3. It lies within the Underwater Park Ecological Reserve.
This means the entire area is protected by law. Fishing and removal of objects from this area is prohibited, and beach-goers are not allowed to use surfboards, boogie boards, and inflatable rafts and tubes. Pretty much the only thing you can do at La Jolla Cove is swim. Because of these restrictions, garibaldi and other marine life run aplenty; visitors have reported seeing octopus, stingrays, swell sharks, sea slugs, sea stars, urchins, and large schools of fish. Keep an eye out and you’ll never know what you might see!
4. Lifeguards are present every day of the year.
From 9am until the sun sets, you’ll see lifeguards at La Jolla Cove.

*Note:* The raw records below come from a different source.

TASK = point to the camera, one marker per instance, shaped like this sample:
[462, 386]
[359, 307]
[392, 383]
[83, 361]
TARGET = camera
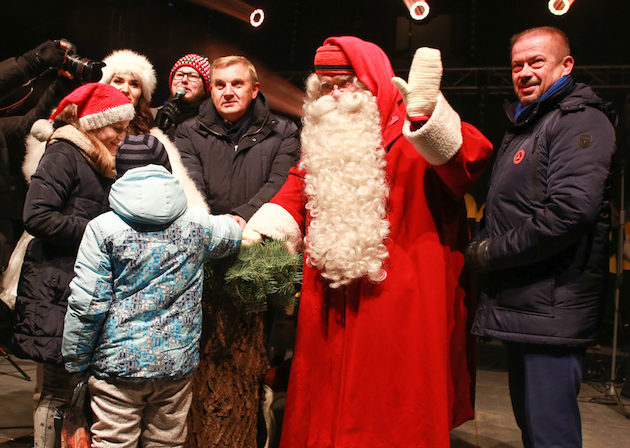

This is one of just a handful of beaches in San Diego that has lifeguards on duty regularly, which makes it a very safe place to take the kids.
5. It’s home to one of the oldest open ocean swims in the world.
Some locals may have guessed this one – the La Jolla Rough Water Swim, an event that dates back to 1916 when San Diego hosted the World’s Fair Pan American Exhibition. That year, the World’s Fair Committee challenged each community to showcase their city by hosting a special event; and what better way to show off the beautiful beaches of La Jolla than to host a Pacific Ocean swim?
Seven men participated that year, swimming 1.7 miles in the chilly waters and finishing off at La Jolla Cove. The race truly became an annual event in 1923, and has been held every year since then but five (the most recent being 2016, which would have been the swim’s centennial). Unfortunately, poor ocean water quality and extremely high bacteria levels are currently plaguing the La Jolla Cove and the event has been postponed until conditions improve.
6. The water is always a few degrees cooler.
Typically, the water off the La Jolla Cove is colder than anywhere else along the San Diego shore. This is mostly because it faces out into much deeper, colder, water.
The Cove directly faces the La Jolla Underwater Park that is a favorite for local scuba divers. It, like the Cove, is protected by all sorts of regulations, especially fishing. There is plenty of sea life to be spotted here, the most obvious which is of course the La Jolla Cove seals and sea lions. They have definitely made this area one of their favorites; you can spot “Seal Rock’ from the sidewalk above the Cove!
Image by Walter Smalling, HABS photographer via Wikimedia Commons
7. Two of La Jolla’s original beach cottages remain here.
In the 1890s the San Diego, Pacific Beach, and La Jolla Railway was built, which connected La Jolla to the rest of San Diego. La Jolla became known as a resort area, and to attract visitors, developers built a bath house, dance pavilion, and a temporary tent city every summer.
Visitors were housed in small cottages and bungalows above the Cove on a barren hillside, the very first to be built in La Jolla. Two of the cottages that were built in 1894 still exist: the “Red Roost” and the “Red Rest,” also known as the “Neptune and Cove Tea Room.” These La Jolla cottages have been vacant since the 1980s and are in a sad state of disrepair today; due to their historical significance, there has been much debate about if and how to restore them.
8. You can even rent golf carts here!
La Jolla Golf Carts has several for rent directly above La Jolla Cove, most of which can seat up to four people. This is a perfect option for people who want to get off their feet for a little while and still explore everything beautiful La Jolla California has to offer – from downtownto the Shores.